Potremmo ricordare gli articoli del Catechismo della Chiesa cattolica (*), dimostrare così che compito della Chiesa non è affatto "incitare ciascuno a procedere verso quello che lui pensa sia il Bene" bensì trasmettere e custodire la Verità... potremmo ricordare che quello di istruire per condurre alla fede chi non crede non è affatto "una solenne sciocchezza" ma un obbligo sancito da Cristo... che la fede cattolica non ha mai pensato che il mondo possa migliorare facendo seguire a ciascuno, come può, il Bene e combattere il Male come lui li concepisce, perchè la Chiesa crede che il solo salvatore del Mondo è Gesù Cristo e per questo al mondo porta Cristo.

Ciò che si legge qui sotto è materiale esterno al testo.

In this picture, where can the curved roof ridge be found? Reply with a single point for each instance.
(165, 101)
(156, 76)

Potremmo anche gridarle queste cose - perchè dovremmo gridarla dai tetti la Verità ! - ma ormai credo che non ci ascolterebbero neppure i cattolici, quei "cattolici" che magari leggono tutti i giorni Repubblica, ma mai il Vangelo e che considerano superato e magari un po' "pelagiano" pure il Catechismo.

Questa è l'ora delle tenebre e anche Cristo smise di parlare e rispondere quando divenne inutile.

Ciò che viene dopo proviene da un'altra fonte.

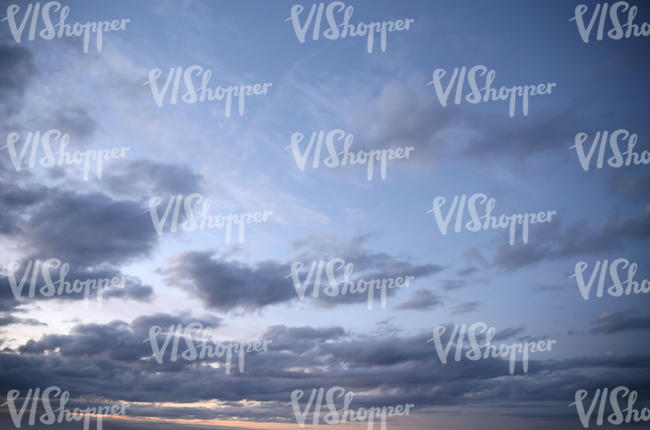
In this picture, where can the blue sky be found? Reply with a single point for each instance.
(242, 164)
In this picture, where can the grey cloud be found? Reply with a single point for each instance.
(420, 301)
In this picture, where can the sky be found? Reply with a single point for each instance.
(247, 160)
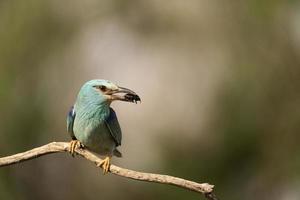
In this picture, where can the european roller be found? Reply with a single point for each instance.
(93, 124)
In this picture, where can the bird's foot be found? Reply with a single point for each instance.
(74, 144)
(105, 164)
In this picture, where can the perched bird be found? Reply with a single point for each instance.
(92, 123)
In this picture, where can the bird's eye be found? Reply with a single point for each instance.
(102, 88)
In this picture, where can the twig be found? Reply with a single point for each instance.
(56, 147)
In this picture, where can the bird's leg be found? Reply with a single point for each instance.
(73, 145)
(105, 164)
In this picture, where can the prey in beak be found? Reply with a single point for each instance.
(124, 94)
(113, 92)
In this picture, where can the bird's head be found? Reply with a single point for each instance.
(104, 91)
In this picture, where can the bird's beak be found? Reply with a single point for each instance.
(124, 94)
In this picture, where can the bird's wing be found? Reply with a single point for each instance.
(114, 127)
(70, 122)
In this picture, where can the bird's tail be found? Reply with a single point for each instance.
(117, 153)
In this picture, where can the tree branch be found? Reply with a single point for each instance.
(56, 147)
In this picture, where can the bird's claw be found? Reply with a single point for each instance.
(74, 144)
(105, 164)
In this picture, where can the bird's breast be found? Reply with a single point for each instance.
(94, 134)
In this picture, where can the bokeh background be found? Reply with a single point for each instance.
(219, 82)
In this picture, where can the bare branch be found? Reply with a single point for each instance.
(56, 147)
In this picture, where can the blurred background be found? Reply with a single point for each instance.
(219, 83)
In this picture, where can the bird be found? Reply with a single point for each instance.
(93, 124)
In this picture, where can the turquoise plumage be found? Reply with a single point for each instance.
(93, 123)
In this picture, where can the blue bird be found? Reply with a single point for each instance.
(93, 124)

Credo che sia arrivato il tempo della prova della nostra fede. Il tempo in cui non siamo più chiamati a convincere nessuno: siamo chiamati a conservare la nostra fede, a non fuggire, a pregare sotto la croce o a soffrirci sopra.

Pensavo che Bergoglio fosse un Peron, inizio a temere che sia un Felsenburgh.

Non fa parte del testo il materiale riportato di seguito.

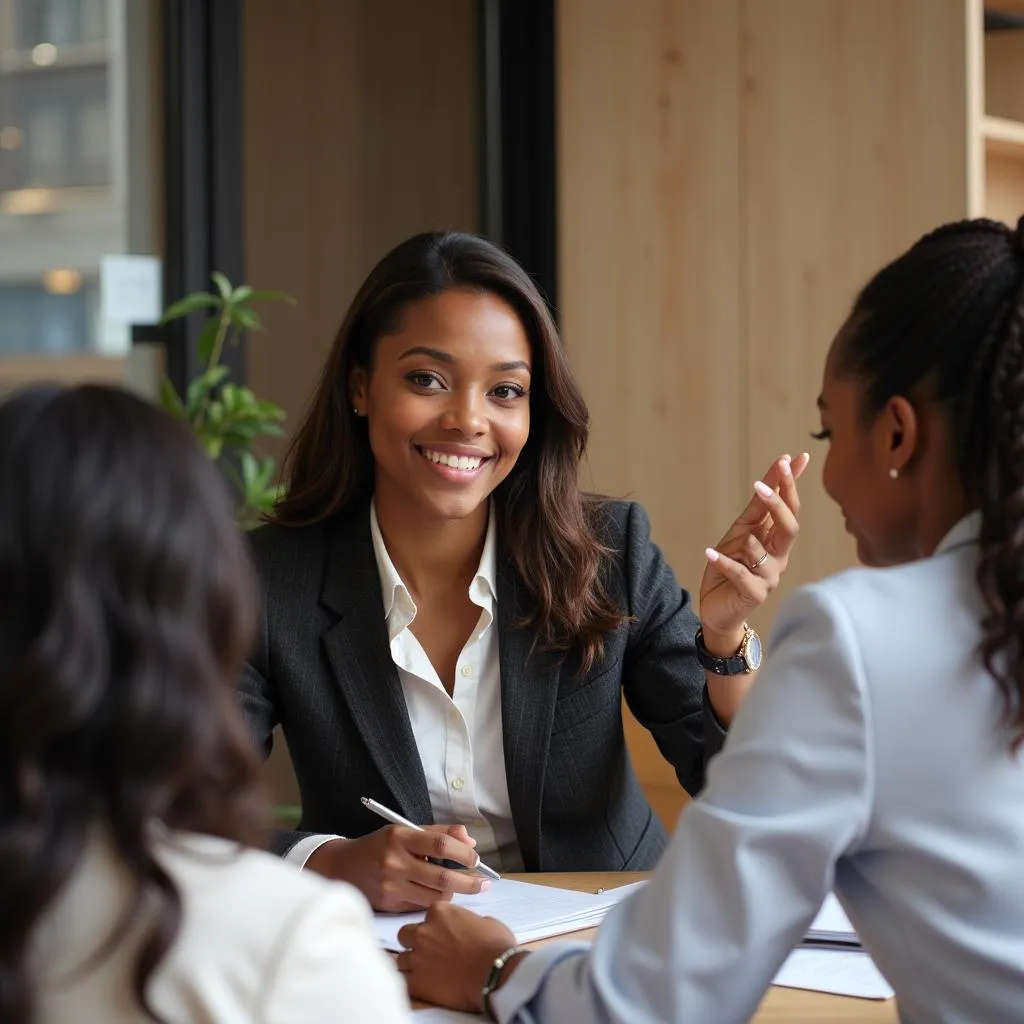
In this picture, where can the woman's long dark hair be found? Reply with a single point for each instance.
(126, 610)
(945, 322)
(543, 517)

Grazie a Dio in Vaticano c'è anche un Percy.

sam ha detto...

(*)

Alcuni estratti dal Catechismo della Chiesa Cattolica

(ce ne sarebbero molti altri pertinenti, ma accontentiamoci)

848 “Benché Dio, attraverso vie a lui note, possa portare gli uomini, che senza loro colpa ignorano il Vangelo, alla fede, senza la quale è impossibile piacergli, [Cf ⇒ Eb 11,6 ] è tuttavia compito imprescindibile della Chiesa, ed insieme sacro diritto, evangelizzare” [Conc. Ecum. Vat. II, Ad gentes, 7] tutti gli uomini.

890 La missione del Magistero è legata al carattere definitivo dell'Alleanza che Dio in Cristo ha stretto con il suo Popolo; deve salvaguardarlo dalle deviazioni e dai cedimenti, e garantirgli la possibilità oggettiva di professare senza errore l'autentica fede. Il compito pastorale del Magistero è quindi ordinato a vigilare affinché il Popolo di Dio rimanga nella verità che libera...

904 ...
Istruire qualcuno per condurlo alla fede è il compito di ogni predicatore e anche di ogni credente [ San Tommaso d'Aquino, Summa theologiae, III, 71, 4, ad 3].

905 ...
Tale apostolato non consiste nella sola testimonianza della vita: il vero apostolo cerca le occasioni per annunziare Cristo con la parola, sia ai credenti... sia agli infedeli [Conc. Ecum. Vat. II, Apostolicam actuositatem, 6; cf Id., Ad gentes, 15].

2032 La Chiesa, “colonna e sostegno della verità” ( ⇒ 1Tm 3,15 ), “ha ricevuto dagli Apostoli il solenne comandamento di Cristo di annunziare la verità della salvezza” [Conc. Ecum. Vat. II, Lumen gentium, 17]. “E' compito della Chiesa annunziare sempre e dovunque i principi morali anche circa l'ordine sociale, e così pure pronunciare il giudizio su qualsiasi realtà umana, in quanto lo esigano i diritti fondamentali della persona umana o la salvezza delle anime” [⇒ Codice di Diritto Canonico, 747].

sam ha detto...

Il Signore Dio diede questo comando all'uomo: "Tu potrai mangiare di tutti gli alberi del giardino,
ma dell'albero della conoscenza del bene e del male non devi mangiare, perché, quando tu ne mangiassi, certamente moriresti".

Ma il serpente disse alla donna: "Non morirete affatto!
Anzi, Dio sa che quando voi ne mangiaste, si aprirebbero i vostri occhi e diventereste come Dio, conoscendo il bene e il male".